Edmund White at The New York Times:
Clébert writes of a place where you bought three Gauloises out of a pack, where beggars who’d been lucky stood their mates for a round and sang old ballads, then gathered a few butts “by way of provision for the night.” He visits the huts along the Seine where the corpses of suicides are fished out of the river. And he spends time in pitiful flea markets like the ones I saw in Montreuil in the ’90s, where vendors sell “unmatched pairs of boots, ragged jackets and trousers, garments at a hundred francs, surplus pieces of leather, printed papers much stained but still readable . . . bundles of postcards, bits of scrap metal, bags of bent and rusty nails, broken or defective concierge’s knickknacks, and so on.
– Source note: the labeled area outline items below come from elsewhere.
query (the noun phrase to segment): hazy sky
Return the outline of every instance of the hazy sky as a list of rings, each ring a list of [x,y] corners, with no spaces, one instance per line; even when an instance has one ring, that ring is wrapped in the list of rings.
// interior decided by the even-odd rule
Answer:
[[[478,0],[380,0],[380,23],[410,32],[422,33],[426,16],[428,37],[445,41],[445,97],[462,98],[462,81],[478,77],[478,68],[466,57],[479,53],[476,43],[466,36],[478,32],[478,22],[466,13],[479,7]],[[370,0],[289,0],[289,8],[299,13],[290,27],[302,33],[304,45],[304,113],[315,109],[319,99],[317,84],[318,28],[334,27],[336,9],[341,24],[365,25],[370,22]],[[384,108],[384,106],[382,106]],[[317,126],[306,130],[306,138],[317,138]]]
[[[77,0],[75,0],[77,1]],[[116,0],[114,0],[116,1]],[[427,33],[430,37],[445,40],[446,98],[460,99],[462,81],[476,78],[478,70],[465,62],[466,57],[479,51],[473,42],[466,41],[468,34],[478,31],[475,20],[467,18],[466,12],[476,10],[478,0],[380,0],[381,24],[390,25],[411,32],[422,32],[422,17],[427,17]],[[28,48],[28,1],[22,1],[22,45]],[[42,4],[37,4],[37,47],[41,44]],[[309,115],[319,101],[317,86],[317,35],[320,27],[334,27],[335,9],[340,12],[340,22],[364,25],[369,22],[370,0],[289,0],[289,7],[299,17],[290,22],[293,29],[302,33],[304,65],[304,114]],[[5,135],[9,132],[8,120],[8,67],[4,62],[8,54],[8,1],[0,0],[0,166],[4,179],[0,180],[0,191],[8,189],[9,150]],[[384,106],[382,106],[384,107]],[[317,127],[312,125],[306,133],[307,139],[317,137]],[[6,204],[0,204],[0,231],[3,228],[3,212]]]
Unmatched, stained, bent, rusty, broken, defective — just like these poor devils, their faces plaster masks of no-more-hope.” Clébert is a master of the long, cascading list-sentence, trippingly rendered into English by Donald Nicholson-Smith. His descriptions are mirrored by (not illustrated by) the bleak photographs of Patrice Molinard.
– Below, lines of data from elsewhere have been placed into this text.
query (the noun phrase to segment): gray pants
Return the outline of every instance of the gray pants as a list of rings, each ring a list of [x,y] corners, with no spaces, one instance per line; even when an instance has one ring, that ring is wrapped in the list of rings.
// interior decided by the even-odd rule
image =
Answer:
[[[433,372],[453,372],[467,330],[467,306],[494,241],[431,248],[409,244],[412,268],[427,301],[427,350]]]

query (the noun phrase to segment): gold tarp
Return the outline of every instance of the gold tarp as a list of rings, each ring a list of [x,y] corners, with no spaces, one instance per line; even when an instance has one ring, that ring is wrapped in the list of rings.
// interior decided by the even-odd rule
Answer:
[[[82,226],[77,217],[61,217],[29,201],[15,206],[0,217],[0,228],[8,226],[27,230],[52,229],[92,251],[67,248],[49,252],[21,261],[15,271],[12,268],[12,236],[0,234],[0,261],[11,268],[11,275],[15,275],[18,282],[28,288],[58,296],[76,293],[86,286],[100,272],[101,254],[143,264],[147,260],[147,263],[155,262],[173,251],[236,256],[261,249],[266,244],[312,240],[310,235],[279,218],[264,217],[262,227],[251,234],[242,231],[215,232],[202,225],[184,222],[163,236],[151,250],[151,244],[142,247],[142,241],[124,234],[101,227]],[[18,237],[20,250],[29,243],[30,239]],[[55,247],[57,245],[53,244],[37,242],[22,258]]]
A connoisseur of chaos, Clébert is the poet of the lumpenproletariat and of a forgotten city: “Between the two bridges, mainly on the Left Bank, one’s sense of smell is overstimulated by a succession of odors, as follows (read slowly): cheese, very violent, then, by turns, gas welding, fresh periwinkles and new rust.” He has a very precise sensorium.
Luc Sante, who has written the informative introduction to this volume, has recently offered his own look at the city, “The Other Paris,” a brilliantly researched narrative that touches on everything from the Paris Commune to dime novels. Here he tells us that Clébert’s book was inspired by Henry Miller and Blaise Cendrars.